Pour éclairer les "raisons douteuses" de l'envoi en mission de nos djounouds, le chroniqueur se limite au "caprice d'un roi".Lorsqu'il y a un an les avions militaires français de l'Otan, chargés de faire la guerre chez nos voisins du sud, avaient été autorisé à survoler l'Algérie, était-ce aussi le "caprice d'un roi"? Les observateurs le savent: de fortes tendances se développent dans le système algérien pour une révision des rapports avec l'Otan.  En janvier 2013, Chafik Mesbah, le médiatique ancien colonel du DRS,  très anti-Bouteflika, était-il le porte-parole du roi lorsqu'il confiait sur  tsa-algerie.com: « Je ne suis pas niais au point de considérer que les slogans éculés du non-alignement sont toujours de mise. Désormais, Il n’existe plus d’alternative au dialogue stratégique avec l’Occident ».

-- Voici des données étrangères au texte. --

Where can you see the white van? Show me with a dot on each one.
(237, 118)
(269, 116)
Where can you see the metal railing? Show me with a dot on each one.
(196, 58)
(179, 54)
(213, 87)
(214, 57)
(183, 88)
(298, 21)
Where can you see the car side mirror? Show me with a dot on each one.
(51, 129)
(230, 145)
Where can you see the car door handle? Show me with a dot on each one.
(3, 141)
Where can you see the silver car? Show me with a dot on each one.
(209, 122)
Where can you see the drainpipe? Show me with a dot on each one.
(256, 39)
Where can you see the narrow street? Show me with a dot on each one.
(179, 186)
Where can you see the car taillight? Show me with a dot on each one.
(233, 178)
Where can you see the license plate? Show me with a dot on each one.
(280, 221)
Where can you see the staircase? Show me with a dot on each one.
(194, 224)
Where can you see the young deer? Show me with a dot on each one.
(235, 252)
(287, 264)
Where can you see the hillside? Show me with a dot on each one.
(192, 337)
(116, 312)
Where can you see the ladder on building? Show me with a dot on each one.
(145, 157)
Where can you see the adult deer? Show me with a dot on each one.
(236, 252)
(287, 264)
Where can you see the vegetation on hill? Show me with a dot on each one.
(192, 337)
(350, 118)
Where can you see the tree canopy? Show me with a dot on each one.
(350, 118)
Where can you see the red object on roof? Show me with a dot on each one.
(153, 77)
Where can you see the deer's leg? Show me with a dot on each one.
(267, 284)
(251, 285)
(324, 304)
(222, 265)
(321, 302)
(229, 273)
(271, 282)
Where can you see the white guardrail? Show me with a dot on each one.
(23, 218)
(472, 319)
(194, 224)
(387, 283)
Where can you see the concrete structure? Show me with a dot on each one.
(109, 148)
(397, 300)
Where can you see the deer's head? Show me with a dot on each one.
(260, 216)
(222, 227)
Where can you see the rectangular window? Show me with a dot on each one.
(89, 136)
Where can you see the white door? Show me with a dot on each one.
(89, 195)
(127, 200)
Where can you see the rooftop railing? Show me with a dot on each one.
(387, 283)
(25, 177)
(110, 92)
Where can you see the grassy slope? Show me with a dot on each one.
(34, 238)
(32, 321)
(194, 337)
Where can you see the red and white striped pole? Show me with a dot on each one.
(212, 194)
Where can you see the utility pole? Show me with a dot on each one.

Cette ligne de révision avait inspiré l'autorisation de survol de 2013. Elle inspire cette année la participation algérienne au spectacle militaire du 14 juillet. La charge symbolique de la présence de nos djounouds aux côtés de militaires français de l'Otan est sans commune mesure avec celle que revêt celle des autres pays invités sur les Champs Elysées. La participation des djounouds sert à lever les tabous conceptuels qui freinent, dans la conscience anti-impérialiste historique des Algériens, la révision de la stratégie nationale de défense, jusqu'ici fondée sur de non-alignement.

Comme sur d'autres sujets qui relèvent de la souveraineté populaire, les choses ne sont pas dites par leur nom. La révision est préparée de manière rampante jusqu'au jour où elle s'impose brusquement. Pas de véritable débat sur cette révision, ni dans l'opposition ni dans les instances contrôlées, comme l'APN. Les rideaux de fumée, alimentés par les évocations "passéistes" peuvent cacher les vrais enjeux. Et alimentent la verve de Kamel Daoud. L'écrivain rêve d'un temps où "on pourra enseigner Albert Camus dans nos écoles sans que cela soit crime de traîtrise ni occasion d'insultes".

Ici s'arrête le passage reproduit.